We’ve all agreed that this week would be a good time to look at what Safe brings to the table in terms of distributed consensus. Actually, a couple of us thought it was a rubbish idea, but a supermajority voted to press ahead, and that’s all that matters . So, this week we explain how Safe bridges the gap between blockchain and the protocols that underlie distributed databases like Cassandra and AWS DynamoDB.
General progress
@ChrisO has completed the task of continuous release for sn
and sn_api
in the safe_network
repo. This means we’re back in a place where we can freely merge commits and be confident in the subsequent release. With this in place, @chrisO is moving on to looking at the CLI and stabilising that before including it in releases.
David Rusu has been putting together a demo on ring signatures and Safe. Expect an update soon (warning: it will be ‘heavy on the math’).
@qi_ma , @yogesh and @lionel.faber have been refactoring the DKG crate and safe_network
(our main current source of head-scratchers as elder promotions are stopping at earlier than seven) to reduce the number of messages to be broadcast and increase stability of section startup and split. Work continues there, but we’re definitely reaching the underlying issues.
There’s also been some work on enabling message handling priority for nodes, though this is still being evaluated. This should help us ensure that larger changes are handled more keenly than less important messages. This blocking of low priority messages was unintentionally present in the less concurrent codebase, but was lost as we freed up nodes to take advantage of more of the CPU. So this should hopefully bring a bit of order back to node’s operations.
Distributed consensus and how Safe bridges the gap
The core of Safe Network, and what makes it uniquely useful for a wide variety of purposes, is how it achieves agreement between distributed nodes that may be unreliable.
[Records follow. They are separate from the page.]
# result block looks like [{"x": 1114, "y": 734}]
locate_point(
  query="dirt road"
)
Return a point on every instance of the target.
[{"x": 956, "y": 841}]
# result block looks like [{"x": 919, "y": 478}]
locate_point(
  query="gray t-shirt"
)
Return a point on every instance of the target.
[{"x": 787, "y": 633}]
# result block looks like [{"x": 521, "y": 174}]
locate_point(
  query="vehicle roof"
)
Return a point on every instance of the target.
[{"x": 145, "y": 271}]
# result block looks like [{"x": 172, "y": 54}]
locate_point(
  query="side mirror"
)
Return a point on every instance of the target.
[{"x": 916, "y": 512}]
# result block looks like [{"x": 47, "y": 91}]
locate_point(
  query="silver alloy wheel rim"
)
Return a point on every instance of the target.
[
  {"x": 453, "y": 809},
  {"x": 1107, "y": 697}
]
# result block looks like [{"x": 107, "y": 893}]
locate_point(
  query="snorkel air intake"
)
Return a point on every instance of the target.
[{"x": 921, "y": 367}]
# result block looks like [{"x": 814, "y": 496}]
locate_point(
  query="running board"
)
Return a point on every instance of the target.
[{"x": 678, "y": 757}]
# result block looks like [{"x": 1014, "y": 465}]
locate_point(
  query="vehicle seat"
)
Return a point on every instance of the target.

In the 1980s, decentralised agreement without reference to a central oracle was thought to be impossible, but then along came Leslie Lamport to prove everyone wrong. In fact, he was actually trying to prove that it was in fact impossible to have consistency and fault tolerance, but then he stumbled upon an answer, which was to promote temporary leaders and ensure system-wide order of operations.
The resulting algorithm was Paxos, for which Lamport eventually won a Turing Prize. Paxos guarantees eventual consistency in a distributed network where some machines may be unreliable. It means networks can avoid having a single point of failure – any node, even a leader, can drop out and the system will still work.
Paxos has proved massively successful and spawned hundreds of imitators and variants. It is mostly used for reliably replicating data between distributed machines and is the basis for cloud databases like AWS DynamoDB and Google Chubby.
It does this by trying to decide a total order of operations. There are two stages in a Paxos operation - promise and commit. A promise is an agreement to do something and a commit is the action of doing it. A majority of nodes need to agree before making a promise to mutate state or change permissions. A majority is also needed to move from a promise to a commit, for example a write or a change of ownership.
Because distributed networks are asynchronous, order is maintained by giving each operation a numerical ID and increasing the IDs over time. In the case of a clash over a promise, newest (highest ID) will generally win.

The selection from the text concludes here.